12	Delete S&F negative not verifiable yet	Corrected. WP-4 criterion strengthened to specify delete only removes config/override rows. End-to-end S&F verification deferred to Phase 3C.
13	Alarm re-evaluation not tested	Dismissed. Alarm Actors are Phase 3B. [CD-CI-12] in Phase 3A scope is limited to "no alarm persistence." Re-evaluation is Phase 3B concern.
14	Flattened config not explicitly verified	Corrected. WP-3 criterion strengthened to verify schema has no template/inheritance/composition tables.
15	[1.1-3] negative test too narrow	Corrected. WP-8 negative test expanded to verify SetAttribute modifies runtime values only, not config structure.

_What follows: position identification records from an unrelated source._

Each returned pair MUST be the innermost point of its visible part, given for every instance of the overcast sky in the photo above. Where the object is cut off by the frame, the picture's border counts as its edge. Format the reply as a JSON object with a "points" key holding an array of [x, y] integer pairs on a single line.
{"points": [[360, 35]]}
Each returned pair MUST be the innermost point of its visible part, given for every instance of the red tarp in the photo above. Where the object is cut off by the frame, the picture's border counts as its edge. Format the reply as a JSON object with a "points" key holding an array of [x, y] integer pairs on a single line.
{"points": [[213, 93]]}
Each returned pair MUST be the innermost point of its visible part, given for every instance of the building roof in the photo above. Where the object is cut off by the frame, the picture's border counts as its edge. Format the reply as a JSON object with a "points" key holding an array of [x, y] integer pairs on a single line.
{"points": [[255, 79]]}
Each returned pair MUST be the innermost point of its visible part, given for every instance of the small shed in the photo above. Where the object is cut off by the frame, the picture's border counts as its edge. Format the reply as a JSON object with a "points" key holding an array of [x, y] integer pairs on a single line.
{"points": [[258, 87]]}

Step 2 — Negative Requirement Review

Codex flagged all 5 negative requirements as weak. Disposition:

#	Finding	Disposition
1	[1.1-1] only checks one mechanism	Corrected. Test expanded to verify Deployment Manager only accepts configs via deployment messages.
2	[1.1-3] misses override paths	Corrected. Test expanded to verify SetAttribute modifies runtime values only.
3	[2.3-1] "headless" vs "no HTTP" misaligned	Partially corrected. Added Host builder type verification. The "no HTTP" test is the practical enforcement of "headless" — site nodes have no web framework loaded.
4	[CD-CI-12] schema check insufficient	Corrected. Added verification that Instance Actor does not attempt to load alarm state from storage.
5	[CD-SR-8] delete S&F just restated	Corrected. Specified delete only removes config/override rows.

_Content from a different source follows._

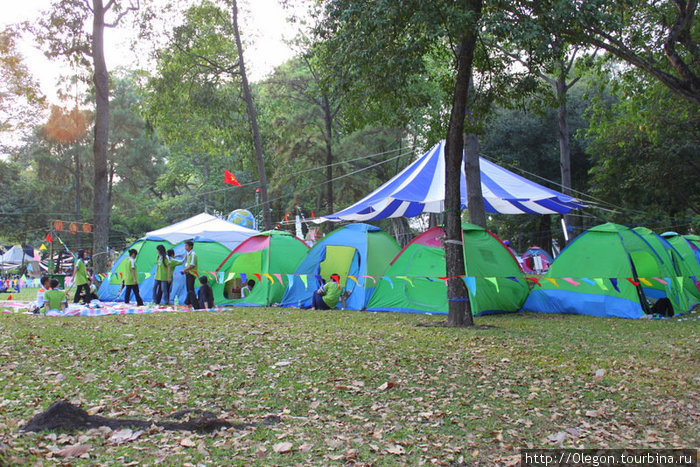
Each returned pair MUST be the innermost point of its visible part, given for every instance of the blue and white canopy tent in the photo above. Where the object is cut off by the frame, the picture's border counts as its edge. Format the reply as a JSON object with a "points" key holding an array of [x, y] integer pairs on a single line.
{"points": [[420, 188]]}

Step 3 — Split-Section Gap Review

Codex found:

• [1.2-3] double-assigned (Phase 3A and Phase 8): Intentional — Phase 3A proves the foundation, Phase 8 validates the full behavior. Different aspects.
• [2.3-2] triple-assigned: Intentional — compound bullet decomposed into sub-items across phases. Split-section note now lists all 6 storage categories with explicit per-phase ownership.
• [1.2-5] numbering concern: Clarified. Section 1.2 has 4 prose bullets but bullet 3 contains two distinct requirements (site failover mechanics + singleton restart behavior), hence 5 atomic IDs. Split-section note updated.